BMC: I was quite self-consciously trying to do my Dredd. I saw
was that Dredd was a bizarre version of Batman – there’s that grittiness
to Dredd. I looked at the Neal Adams Batman and the Bill Sienkiewicz Batman, where
he has these curly ears. It was all about the ears - Frank Miller makes them small,
someone else makes them big again – there was all that kind of thing about
how to muck around with Batman and stamp your own cheeky style on him.
So with Dredd,
I was just looking at Japanese and Samurai helmets, thinking I was going to splay
it out that way. I actually hated how some people drew Judge Dredd’s helmet.
I thought it was too small. I just exaggerated Mike McMahon. McMahon slightly
flares the helmet, I do it more. McMahon does huge boots because he’s a
football supporter, so I thought I’d do that too.
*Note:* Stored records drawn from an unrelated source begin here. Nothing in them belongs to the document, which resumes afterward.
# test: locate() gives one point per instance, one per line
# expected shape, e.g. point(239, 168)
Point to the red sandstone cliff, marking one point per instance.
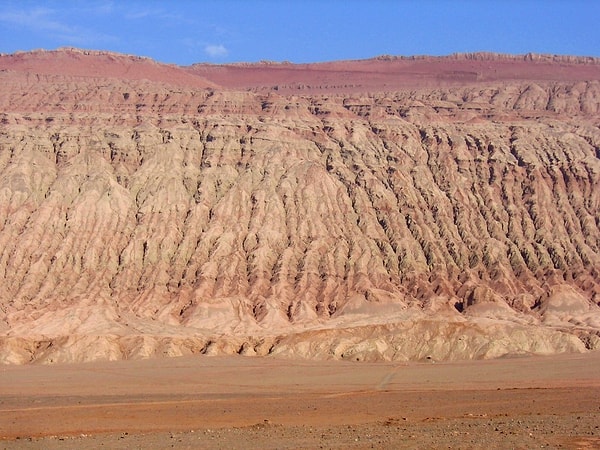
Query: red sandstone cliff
point(396, 208)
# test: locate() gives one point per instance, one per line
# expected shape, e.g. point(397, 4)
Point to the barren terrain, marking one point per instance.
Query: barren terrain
point(233, 402)
point(411, 212)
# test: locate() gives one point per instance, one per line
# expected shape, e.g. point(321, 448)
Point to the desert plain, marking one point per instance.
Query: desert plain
point(401, 252)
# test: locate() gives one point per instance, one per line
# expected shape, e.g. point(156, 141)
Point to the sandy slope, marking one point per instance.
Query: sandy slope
point(150, 210)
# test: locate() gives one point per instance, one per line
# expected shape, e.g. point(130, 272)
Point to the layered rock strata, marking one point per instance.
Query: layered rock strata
point(143, 218)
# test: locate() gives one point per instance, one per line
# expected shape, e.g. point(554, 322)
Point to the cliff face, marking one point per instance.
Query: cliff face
point(145, 217)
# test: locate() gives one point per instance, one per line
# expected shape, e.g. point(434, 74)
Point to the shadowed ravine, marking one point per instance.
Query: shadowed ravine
point(139, 219)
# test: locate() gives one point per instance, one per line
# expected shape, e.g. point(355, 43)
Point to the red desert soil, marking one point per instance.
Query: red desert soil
point(235, 402)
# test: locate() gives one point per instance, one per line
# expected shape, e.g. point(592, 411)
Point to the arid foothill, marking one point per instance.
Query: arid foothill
point(332, 249)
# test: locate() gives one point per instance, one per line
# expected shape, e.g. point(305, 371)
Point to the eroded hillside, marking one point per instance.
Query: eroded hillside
point(141, 218)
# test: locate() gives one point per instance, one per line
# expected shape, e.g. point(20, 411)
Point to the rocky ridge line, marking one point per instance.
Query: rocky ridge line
point(139, 219)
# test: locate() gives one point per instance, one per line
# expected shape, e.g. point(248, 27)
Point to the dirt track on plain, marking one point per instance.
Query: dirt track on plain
point(217, 402)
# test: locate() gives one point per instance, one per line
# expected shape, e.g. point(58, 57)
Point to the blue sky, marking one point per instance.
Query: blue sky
point(186, 31)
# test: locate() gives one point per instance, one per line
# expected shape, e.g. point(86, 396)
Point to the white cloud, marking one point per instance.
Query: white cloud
point(44, 20)
point(216, 51)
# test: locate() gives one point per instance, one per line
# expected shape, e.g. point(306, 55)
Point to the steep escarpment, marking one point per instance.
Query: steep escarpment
point(139, 218)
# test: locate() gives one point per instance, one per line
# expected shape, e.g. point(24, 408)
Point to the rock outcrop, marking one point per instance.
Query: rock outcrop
point(160, 214)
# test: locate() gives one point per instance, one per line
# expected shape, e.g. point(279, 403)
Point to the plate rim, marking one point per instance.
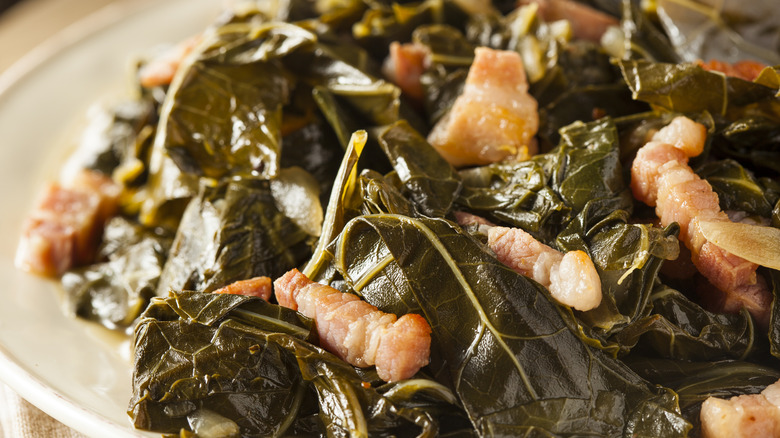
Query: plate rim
point(13, 372)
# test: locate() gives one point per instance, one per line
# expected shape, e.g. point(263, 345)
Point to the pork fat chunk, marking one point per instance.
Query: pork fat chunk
point(260, 287)
point(65, 226)
point(744, 416)
point(571, 278)
point(661, 177)
point(356, 331)
point(495, 117)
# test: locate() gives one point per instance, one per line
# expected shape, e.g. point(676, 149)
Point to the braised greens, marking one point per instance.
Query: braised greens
point(279, 144)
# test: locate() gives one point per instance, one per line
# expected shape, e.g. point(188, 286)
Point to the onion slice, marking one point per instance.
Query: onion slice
point(754, 243)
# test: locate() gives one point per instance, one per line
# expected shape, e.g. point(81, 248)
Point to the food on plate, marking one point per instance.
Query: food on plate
point(661, 177)
point(356, 331)
point(493, 118)
point(742, 416)
point(316, 209)
point(571, 278)
point(66, 225)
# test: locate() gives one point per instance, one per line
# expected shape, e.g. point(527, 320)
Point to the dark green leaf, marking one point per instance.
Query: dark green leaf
point(428, 180)
point(492, 326)
point(116, 291)
point(232, 232)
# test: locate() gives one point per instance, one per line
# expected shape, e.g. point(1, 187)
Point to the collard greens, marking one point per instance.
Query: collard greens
point(289, 97)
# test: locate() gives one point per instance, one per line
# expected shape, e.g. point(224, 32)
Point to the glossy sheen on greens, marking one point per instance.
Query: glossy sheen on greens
point(510, 354)
point(294, 94)
point(249, 361)
point(232, 232)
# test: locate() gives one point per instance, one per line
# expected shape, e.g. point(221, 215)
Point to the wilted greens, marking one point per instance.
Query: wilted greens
point(280, 144)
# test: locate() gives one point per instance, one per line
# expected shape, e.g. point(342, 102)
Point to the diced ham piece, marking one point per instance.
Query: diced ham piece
point(661, 177)
point(685, 135)
point(494, 118)
point(260, 287)
point(356, 331)
point(586, 23)
point(744, 416)
point(404, 66)
point(64, 229)
point(571, 278)
point(161, 69)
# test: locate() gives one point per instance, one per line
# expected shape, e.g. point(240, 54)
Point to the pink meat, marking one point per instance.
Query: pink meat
point(161, 69)
point(660, 176)
point(404, 66)
point(571, 278)
point(586, 22)
point(495, 117)
point(356, 331)
point(65, 227)
point(744, 416)
point(254, 287)
point(685, 135)
point(646, 169)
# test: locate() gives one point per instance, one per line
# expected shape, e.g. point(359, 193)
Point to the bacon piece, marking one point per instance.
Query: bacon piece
point(356, 331)
point(571, 278)
point(404, 66)
point(661, 177)
point(254, 287)
point(685, 135)
point(161, 69)
point(64, 228)
point(586, 23)
point(495, 117)
point(744, 416)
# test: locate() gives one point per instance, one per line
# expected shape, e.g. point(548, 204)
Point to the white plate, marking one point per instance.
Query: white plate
point(74, 371)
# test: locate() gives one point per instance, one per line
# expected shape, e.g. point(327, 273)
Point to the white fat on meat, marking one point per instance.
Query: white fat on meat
point(570, 277)
point(661, 177)
point(356, 331)
point(494, 118)
point(260, 287)
point(744, 416)
point(64, 228)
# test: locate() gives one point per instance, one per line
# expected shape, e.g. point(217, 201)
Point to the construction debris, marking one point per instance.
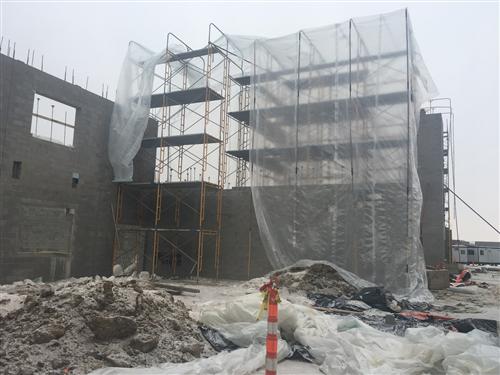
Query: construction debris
point(79, 325)
point(316, 278)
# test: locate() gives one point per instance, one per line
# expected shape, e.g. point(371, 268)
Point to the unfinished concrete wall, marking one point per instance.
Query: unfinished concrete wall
point(48, 226)
point(430, 172)
point(242, 253)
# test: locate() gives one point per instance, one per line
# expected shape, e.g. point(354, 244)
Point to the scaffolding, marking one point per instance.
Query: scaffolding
point(179, 212)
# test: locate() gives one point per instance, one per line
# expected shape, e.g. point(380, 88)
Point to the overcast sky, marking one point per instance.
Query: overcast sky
point(459, 42)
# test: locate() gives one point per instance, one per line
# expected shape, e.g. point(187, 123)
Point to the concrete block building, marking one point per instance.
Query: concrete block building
point(58, 200)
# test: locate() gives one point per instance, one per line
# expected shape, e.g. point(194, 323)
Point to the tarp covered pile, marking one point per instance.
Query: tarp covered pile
point(338, 345)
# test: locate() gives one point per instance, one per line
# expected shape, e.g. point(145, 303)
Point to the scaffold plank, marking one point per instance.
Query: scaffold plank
point(179, 140)
point(197, 95)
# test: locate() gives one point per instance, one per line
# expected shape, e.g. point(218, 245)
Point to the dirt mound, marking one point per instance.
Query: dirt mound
point(317, 278)
point(78, 325)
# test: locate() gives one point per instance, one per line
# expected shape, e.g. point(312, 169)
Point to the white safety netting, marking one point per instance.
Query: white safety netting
point(334, 119)
point(334, 160)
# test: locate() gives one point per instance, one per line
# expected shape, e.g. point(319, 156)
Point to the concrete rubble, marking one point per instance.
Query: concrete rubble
point(78, 325)
point(108, 325)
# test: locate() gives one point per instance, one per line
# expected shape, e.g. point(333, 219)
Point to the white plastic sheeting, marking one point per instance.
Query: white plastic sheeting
point(333, 160)
point(339, 345)
point(131, 109)
point(132, 104)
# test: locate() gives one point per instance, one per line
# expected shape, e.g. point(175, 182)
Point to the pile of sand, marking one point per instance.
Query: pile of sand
point(78, 325)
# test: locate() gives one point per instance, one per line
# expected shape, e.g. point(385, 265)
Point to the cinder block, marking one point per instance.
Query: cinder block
point(438, 279)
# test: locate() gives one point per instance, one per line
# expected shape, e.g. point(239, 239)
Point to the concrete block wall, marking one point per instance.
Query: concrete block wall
point(49, 228)
point(431, 175)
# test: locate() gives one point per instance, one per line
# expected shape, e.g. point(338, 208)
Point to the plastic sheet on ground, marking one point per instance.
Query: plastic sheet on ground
point(238, 362)
point(338, 344)
point(333, 160)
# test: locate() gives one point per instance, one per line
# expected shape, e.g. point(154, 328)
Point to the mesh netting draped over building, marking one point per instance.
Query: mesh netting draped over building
point(333, 119)
point(334, 152)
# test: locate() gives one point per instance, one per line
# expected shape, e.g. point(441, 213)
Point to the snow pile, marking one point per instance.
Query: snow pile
point(339, 345)
point(79, 325)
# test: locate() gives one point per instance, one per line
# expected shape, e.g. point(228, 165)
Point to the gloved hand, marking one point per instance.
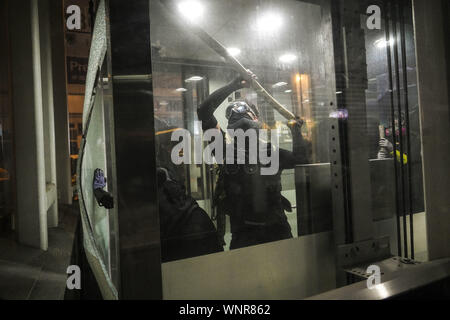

And then I started to
add all those eagle captions in - like they used to do Batman captions: “meanwhile
in Gotham City…” in a black bat shape. I thought why not just nick
that and do it in an eagle shape. I never got any bad reaction and I think because
it was getting this good reaction from the readers, in the heady days of 2000AD
when it was selling 100,000 copies, [editorial] were quite happy with it.
GH:
Alan Grant allegedly claims that the Dredd Epic Oz and the characters that came
out of it were a results of sketches that you sent during your trip to Australia
and by the time you got back you’d forgotten about them. Did that happen?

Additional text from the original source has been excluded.